Life is divided for me into 2 phases. Before MS and Since MS. I remember before I was diagnosed or had my first symptoms, if I met or heard of someone with a disability it sort of creeped me out. Not to say that I am without compassion because that (among other things) is something I'm full of. It's just that in having to recognize a disability in someone else, I am forced to see the unpleasantness that can be part of life. I always viewed the disabled with a certain fear and sadness, and inevitably the phrase that would cross my mind is "Whew! Glad that's not me!"
Then, on cold winter morning when I got out of bed and my feet hit the wooden floor, I didn't feel a thing. It wasn't cold. Or rather, it was cold but I couldn't feel it.
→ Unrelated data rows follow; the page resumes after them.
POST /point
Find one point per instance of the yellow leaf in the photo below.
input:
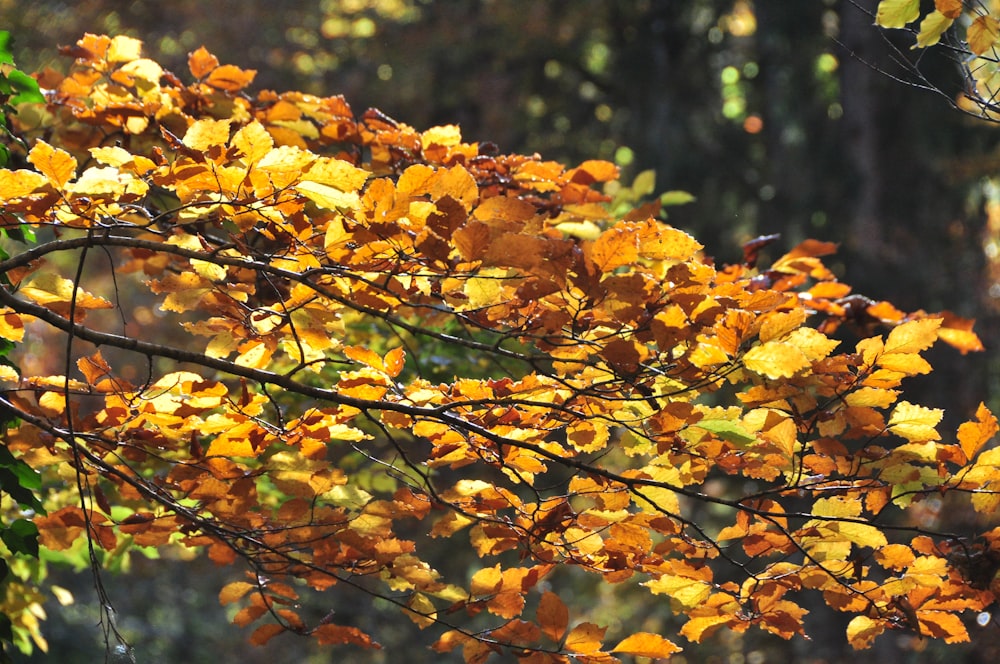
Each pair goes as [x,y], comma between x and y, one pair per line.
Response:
[615,247]
[871,397]
[776,359]
[910,364]
[585,638]
[931,29]
[107,181]
[486,581]
[778,324]
[685,591]
[337,173]
[588,435]
[699,627]
[862,630]
[48,287]
[915,423]
[206,133]
[913,336]
[813,343]
[421,610]
[897,13]
[124,49]
[55,164]
[837,506]
[447,136]
[973,435]
[11,326]
[553,616]
[253,142]
[326,197]
[668,243]
[644,644]
[254,354]
[20,183]
[950,8]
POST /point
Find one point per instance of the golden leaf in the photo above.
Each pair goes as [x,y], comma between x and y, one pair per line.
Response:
[206,133]
[124,49]
[234,591]
[931,29]
[11,326]
[776,359]
[915,423]
[585,638]
[327,197]
[201,63]
[615,247]
[644,644]
[913,336]
[686,592]
[552,616]
[950,8]
[897,13]
[55,164]
[862,630]
[20,183]
[253,142]
[973,435]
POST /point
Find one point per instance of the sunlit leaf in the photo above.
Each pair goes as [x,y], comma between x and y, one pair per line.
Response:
[897,13]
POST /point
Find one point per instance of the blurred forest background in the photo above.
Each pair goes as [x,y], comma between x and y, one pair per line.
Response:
[792,117]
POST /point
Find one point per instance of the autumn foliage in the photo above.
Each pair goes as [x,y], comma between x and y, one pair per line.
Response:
[364,337]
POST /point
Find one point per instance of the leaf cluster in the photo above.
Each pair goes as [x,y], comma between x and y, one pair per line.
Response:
[282,407]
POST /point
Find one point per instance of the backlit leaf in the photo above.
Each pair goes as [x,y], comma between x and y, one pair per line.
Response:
[644,644]
[585,638]
[974,434]
[553,616]
[55,164]
[776,359]
[897,13]
[915,423]
[862,630]
[931,29]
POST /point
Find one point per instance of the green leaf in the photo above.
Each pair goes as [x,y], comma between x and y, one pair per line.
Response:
[644,183]
[897,13]
[26,88]
[6,57]
[21,537]
[728,430]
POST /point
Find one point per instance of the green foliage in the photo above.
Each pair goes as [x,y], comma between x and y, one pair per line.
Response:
[17,480]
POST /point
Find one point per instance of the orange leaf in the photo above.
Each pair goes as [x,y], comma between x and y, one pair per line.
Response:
[553,616]
[55,164]
[973,435]
[644,644]
[862,630]
[265,633]
[615,247]
[234,591]
[230,78]
[913,336]
[585,638]
[950,8]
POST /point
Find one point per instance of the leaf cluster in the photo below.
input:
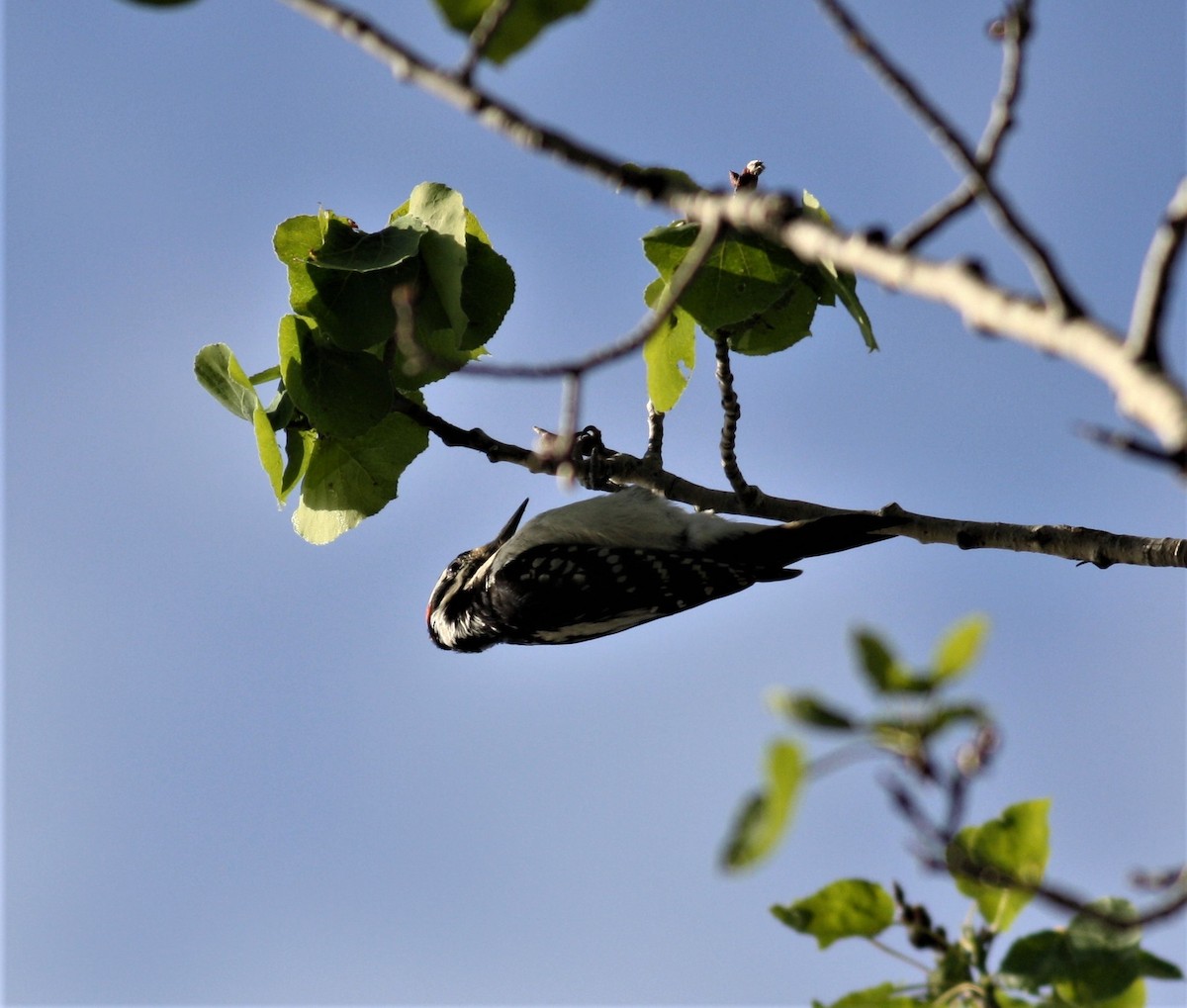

It was at that defining moment that I moved from being healthy observer of the disabled to "one of them". I wasn't disabled, I just went to that side of the spectrum from the healthy-without-a-care side in that moment.
Naturally, I blew off the numb feet as "oh, they fell asleep" and then later, as the numbness crept up both legs to settling at my waist, I thought "hmmm, pinched nerve?". I went to a clinic (because a: I had no doctor and b: I had no health insurance). The doctor looked me over and had the lady in the office set me up with an appointment to see a neurologist.
Meanwhile, my legs are solidly numb and it now feels like very step I take is through mud. It was taking all my energy to get around.
After lots of tests and a 3 day vacation in the local hospital getting and IV full of steroids, my doctor pronounced that I had "Transverse Myelitis". He said that the stomach flu I'd had 3 weeks prior had somehow crossed the blood-brain barrier to damage my nervous system.
Three months later I was back in his office with new symptoms and I got my diagnosis of Multiple Sclerosis. Darn, now I was one of Jerry's kids. That's how much I knew about MS, I had it confused with MD.
I learned, tho. I read everything I could on the subject.